Alle Pflichten … ohne die Rechte

Wie kann ein Vater seine Kinder schützen, leiten und begleiten, wenn er gezwungenermaßen aus ihrem Alltag verschwunden ist? Wie ihre Schullaufbahn verfolgen, seelische Not erkennen, sie vor Vernachlässigung oder Schulabbruch bewahren? Und wenn dem Vater seine erzieherische Rolle genommen wird, manchmal sogar die elementarsten Informationen über seine Kinder – warum trägt er dann weiter alle Pflichten der Vaterschaft, während er an der Ausübung eines Großteils seiner Rechte und Verantwortlichkeiten gehindert wird? Dient es dem Kindeswohl, wenn ein Elternteil zum bloßen Geldgeber wird, fern von seinem Leben?

Und umgekehrt: Warum wird die Nichtzahlung des Unterhalts mit schnellen Zwangs- und Vollstreckungsmaßnahmen geahndet, während die Vorenthaltung der Bindung zu einem Elternteil jahrelang ohne vergleichbaren Schutz andauern kann? Der Unterhalt ist ein Recht des Kindes; ist die Beziehung zu Vater und Mutter es nicht ebenso? Und wenn eine Herausgabeverweigerung oder eine Behinderung der Vollstreckung gerichtlich festgestellt ist, warum wird die Lage des Kindes nicht sofort geprüft, mit vorläufigen Maßnahmen, um das Gleichgewicht seines Familienlebens wiederherzustellen?

Was wir vorschlagen

Die jüngsten internationalen Erfahrungen zeigen es: Ein Kind braucht nach der Scheidung keinen Sieger und keinen Verlierer, nicht den Ausschluss eines Elternteils und keinen endlosen Rechtsstreit. Es braucht Vater und Mutter gemeinsam und ein Rechtssystem, das dieses Recht ebenso wirksam schützt wie seine übrigen Rechte. Wir rufen zu einem Ansatz auf, der beruht auf:

  • der geteilten elterlichen Verantwortung;
  • dem Wechselmodell, wenn es dem Kindeswohl dient;
  • der gemeinsamen gesetzlichen Vormundschaft;
  • der Einbeziehung von Kinderpsychiatern und Kinderpsychologen in alle Familiensachen, die die Zukunft des Kindes betreffen;
  • der Schaffung einer spezialisierten Eilgerichtsbarkeit für Familiensachen, die die seelische und emotionale Zeit des Kindes berücksichtigt.

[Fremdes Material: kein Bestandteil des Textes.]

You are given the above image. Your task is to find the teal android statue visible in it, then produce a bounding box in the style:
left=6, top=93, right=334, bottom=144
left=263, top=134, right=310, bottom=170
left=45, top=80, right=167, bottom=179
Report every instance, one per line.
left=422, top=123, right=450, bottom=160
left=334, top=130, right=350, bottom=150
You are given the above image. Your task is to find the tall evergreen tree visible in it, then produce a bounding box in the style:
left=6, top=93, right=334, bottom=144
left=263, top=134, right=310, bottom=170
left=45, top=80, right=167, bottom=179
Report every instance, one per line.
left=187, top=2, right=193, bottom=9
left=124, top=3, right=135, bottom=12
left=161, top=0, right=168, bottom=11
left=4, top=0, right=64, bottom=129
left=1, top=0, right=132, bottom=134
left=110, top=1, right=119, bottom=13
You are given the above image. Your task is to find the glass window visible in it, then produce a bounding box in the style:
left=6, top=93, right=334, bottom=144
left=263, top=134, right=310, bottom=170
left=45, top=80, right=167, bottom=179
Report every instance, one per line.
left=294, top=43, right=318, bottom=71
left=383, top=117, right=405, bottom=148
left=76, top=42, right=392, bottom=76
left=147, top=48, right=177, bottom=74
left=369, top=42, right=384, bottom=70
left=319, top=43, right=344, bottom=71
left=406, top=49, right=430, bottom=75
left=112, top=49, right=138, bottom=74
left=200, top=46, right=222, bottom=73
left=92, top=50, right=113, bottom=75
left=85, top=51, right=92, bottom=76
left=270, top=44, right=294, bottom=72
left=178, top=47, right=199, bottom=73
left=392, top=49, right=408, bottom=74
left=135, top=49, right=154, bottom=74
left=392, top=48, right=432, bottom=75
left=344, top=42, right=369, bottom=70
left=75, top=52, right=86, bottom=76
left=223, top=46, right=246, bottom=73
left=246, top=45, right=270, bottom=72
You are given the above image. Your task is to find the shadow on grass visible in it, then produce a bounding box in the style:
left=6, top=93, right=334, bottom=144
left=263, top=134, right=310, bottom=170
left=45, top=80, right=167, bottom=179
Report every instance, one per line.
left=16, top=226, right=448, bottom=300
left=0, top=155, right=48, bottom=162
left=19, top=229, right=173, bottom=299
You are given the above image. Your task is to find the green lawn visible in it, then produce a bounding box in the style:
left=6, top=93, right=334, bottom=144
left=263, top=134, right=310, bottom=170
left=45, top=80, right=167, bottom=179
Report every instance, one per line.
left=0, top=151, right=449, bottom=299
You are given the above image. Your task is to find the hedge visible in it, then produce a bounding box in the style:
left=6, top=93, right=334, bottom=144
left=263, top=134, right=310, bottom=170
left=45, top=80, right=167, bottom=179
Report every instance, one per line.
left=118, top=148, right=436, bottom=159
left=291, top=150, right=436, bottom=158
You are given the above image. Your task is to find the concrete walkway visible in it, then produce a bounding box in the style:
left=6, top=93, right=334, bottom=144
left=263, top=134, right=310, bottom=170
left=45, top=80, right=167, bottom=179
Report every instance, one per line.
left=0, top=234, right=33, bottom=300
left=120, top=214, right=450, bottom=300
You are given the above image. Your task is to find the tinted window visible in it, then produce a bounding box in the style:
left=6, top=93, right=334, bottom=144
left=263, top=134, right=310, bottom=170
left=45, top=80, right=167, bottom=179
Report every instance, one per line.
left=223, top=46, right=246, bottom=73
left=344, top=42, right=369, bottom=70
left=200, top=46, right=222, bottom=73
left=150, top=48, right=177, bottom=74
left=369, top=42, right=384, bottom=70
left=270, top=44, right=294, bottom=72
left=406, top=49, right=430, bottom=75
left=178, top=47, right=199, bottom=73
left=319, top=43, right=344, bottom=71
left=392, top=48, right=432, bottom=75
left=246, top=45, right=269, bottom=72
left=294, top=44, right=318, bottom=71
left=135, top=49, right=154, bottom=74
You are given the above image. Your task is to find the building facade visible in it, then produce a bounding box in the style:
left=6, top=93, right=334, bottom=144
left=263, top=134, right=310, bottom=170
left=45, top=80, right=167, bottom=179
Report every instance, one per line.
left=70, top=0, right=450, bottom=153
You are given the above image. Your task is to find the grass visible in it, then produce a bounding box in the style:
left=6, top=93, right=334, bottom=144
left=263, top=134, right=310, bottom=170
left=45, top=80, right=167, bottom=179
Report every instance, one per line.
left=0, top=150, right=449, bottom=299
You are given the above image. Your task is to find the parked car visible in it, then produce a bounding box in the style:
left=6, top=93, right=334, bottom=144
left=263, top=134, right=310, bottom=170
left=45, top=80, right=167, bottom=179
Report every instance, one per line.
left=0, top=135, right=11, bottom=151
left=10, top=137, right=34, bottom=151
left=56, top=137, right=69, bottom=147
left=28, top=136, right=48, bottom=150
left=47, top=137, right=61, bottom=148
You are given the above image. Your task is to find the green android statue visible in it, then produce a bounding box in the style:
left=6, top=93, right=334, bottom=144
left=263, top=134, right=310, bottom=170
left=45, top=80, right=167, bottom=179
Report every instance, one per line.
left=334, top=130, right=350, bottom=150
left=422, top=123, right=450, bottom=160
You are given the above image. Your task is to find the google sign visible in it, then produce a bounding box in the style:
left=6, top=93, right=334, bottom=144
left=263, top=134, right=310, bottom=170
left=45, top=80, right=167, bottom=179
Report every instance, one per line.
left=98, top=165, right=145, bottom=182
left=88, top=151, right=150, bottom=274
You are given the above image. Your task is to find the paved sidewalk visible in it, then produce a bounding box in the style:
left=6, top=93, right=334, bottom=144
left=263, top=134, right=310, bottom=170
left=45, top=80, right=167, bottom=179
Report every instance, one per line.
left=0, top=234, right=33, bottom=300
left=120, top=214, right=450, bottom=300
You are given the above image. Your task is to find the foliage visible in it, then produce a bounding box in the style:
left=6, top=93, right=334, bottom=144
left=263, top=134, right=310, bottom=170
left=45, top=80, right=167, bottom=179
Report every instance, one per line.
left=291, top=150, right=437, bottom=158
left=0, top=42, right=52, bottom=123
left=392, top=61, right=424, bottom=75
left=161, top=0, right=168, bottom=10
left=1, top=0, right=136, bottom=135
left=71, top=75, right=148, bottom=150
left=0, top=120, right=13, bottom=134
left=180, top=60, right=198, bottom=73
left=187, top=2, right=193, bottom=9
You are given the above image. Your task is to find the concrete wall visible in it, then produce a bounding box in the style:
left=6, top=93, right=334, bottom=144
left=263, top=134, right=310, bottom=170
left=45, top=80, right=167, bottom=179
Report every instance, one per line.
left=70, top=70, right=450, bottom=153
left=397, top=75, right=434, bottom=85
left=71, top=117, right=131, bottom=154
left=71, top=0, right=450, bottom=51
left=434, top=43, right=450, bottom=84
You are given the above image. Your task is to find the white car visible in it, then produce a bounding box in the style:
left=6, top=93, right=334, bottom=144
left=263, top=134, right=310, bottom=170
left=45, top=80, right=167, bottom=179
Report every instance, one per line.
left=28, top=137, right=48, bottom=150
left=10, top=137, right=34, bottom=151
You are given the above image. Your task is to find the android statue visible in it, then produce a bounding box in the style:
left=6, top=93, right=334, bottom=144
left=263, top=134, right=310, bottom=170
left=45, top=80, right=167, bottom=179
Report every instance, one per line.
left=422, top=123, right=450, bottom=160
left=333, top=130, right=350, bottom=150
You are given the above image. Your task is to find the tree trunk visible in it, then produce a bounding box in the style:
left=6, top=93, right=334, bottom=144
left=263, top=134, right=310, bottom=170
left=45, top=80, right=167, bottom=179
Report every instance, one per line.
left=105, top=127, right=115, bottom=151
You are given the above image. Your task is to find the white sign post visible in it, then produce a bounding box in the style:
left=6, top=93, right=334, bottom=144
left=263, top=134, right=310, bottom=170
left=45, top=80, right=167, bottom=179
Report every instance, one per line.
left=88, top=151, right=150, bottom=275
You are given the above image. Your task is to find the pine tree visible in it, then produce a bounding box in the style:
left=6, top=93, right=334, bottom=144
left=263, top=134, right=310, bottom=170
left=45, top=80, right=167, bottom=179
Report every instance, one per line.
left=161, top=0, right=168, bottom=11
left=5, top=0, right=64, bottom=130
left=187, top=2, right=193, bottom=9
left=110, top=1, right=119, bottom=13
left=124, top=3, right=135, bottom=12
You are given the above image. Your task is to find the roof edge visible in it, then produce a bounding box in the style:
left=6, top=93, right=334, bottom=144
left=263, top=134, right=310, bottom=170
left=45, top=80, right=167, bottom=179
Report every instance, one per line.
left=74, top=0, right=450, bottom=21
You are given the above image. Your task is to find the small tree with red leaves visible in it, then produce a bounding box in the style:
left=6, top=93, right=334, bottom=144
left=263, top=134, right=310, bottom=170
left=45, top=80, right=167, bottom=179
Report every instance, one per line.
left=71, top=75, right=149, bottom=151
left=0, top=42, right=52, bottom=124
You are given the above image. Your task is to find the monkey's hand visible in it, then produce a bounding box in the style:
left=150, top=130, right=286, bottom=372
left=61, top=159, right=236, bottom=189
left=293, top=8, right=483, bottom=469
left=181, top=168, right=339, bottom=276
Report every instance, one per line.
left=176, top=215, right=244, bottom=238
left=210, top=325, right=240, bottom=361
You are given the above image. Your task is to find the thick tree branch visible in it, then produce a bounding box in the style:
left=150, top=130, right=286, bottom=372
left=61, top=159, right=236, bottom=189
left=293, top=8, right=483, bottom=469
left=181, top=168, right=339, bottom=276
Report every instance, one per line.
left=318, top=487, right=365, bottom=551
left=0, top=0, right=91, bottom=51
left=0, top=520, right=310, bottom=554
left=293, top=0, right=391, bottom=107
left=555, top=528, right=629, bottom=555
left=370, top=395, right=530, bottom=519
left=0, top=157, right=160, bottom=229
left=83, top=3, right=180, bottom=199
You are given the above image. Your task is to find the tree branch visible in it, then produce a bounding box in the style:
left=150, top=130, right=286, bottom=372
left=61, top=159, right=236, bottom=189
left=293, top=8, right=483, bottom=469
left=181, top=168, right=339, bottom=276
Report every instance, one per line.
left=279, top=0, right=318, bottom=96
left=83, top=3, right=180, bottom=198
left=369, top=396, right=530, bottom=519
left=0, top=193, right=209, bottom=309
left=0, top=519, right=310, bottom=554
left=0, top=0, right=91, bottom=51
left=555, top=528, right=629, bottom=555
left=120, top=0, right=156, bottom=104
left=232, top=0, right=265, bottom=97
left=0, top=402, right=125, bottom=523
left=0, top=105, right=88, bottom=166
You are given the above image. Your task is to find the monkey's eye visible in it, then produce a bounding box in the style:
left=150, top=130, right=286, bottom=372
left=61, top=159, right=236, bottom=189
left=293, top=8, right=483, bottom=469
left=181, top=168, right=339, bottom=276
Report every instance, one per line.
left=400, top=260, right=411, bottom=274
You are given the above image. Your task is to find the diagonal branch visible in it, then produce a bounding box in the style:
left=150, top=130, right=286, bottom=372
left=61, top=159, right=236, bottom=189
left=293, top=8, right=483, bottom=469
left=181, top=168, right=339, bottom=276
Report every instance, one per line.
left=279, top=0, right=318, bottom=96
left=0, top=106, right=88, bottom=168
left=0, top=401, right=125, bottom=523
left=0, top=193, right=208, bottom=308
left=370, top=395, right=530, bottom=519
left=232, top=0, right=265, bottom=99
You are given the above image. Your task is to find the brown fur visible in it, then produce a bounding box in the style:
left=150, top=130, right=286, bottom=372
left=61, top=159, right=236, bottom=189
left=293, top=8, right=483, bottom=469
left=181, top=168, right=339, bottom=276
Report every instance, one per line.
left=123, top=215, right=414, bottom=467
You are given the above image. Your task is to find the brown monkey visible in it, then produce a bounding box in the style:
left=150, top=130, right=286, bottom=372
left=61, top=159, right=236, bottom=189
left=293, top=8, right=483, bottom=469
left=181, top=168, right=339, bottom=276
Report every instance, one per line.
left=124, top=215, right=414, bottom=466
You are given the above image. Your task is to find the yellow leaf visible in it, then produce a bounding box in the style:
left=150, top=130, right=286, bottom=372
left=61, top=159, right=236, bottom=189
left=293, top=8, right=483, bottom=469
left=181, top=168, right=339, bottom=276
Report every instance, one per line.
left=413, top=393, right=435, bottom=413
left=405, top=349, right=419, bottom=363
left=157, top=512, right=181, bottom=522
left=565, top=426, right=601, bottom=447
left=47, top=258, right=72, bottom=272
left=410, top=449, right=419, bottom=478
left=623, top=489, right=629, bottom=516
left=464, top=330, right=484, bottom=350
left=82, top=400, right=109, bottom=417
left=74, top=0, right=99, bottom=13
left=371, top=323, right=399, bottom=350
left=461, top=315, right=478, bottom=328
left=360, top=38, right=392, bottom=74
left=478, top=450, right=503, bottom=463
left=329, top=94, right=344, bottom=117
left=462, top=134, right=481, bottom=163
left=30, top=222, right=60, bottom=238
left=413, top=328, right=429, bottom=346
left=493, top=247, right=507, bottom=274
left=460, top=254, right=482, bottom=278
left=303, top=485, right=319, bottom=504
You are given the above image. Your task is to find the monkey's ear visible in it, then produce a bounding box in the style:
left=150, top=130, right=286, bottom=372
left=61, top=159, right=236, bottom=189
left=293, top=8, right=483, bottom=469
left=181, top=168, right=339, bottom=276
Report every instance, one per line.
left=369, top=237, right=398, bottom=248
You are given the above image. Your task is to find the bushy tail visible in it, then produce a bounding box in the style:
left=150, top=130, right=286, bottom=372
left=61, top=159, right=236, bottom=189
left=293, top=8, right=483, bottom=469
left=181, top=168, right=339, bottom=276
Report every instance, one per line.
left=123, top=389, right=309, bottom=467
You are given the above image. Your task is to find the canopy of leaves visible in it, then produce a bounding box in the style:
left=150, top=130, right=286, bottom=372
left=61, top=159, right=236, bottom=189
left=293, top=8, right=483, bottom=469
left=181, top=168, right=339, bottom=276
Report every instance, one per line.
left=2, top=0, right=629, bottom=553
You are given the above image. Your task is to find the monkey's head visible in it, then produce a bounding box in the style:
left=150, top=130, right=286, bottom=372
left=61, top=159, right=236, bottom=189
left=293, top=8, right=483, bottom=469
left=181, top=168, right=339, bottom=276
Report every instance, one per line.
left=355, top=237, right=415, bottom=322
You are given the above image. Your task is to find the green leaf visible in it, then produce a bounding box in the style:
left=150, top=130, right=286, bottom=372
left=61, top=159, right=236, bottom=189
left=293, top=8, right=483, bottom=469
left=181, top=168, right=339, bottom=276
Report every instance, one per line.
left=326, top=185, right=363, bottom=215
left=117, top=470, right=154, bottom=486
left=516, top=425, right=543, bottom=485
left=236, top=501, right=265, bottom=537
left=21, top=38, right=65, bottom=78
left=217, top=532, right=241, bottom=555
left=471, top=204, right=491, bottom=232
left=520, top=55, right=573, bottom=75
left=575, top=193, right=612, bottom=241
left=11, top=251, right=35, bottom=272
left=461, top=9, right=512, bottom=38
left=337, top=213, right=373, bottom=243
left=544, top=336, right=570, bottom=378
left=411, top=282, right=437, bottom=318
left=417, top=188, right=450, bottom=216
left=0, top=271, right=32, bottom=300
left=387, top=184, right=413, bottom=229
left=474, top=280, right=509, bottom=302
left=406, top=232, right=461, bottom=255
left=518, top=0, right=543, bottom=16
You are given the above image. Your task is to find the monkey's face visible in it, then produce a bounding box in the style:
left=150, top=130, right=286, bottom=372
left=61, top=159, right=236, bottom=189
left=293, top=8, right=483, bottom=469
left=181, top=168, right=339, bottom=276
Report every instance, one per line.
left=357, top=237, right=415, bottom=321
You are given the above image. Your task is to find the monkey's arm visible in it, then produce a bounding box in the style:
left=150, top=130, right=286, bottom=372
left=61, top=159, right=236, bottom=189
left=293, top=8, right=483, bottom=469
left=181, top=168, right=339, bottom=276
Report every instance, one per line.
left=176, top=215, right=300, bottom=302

Das Kindeswohl ist nicht der Sieg des Mannes über die Frau oder der Frau über den Mann: Es ist der Sieg des Kindes. Und weil eine zwischen den Gerichten verlorene Kindheit nicht nachzuholen ist, bleibt eine Frage: Wenn das Kind im Mittelpunkt des rechtlichen Schutzes steht, wie kann es dann seinem Wohl entsprechen, ihm jahrelang einen Elternteil vorzuenthalten?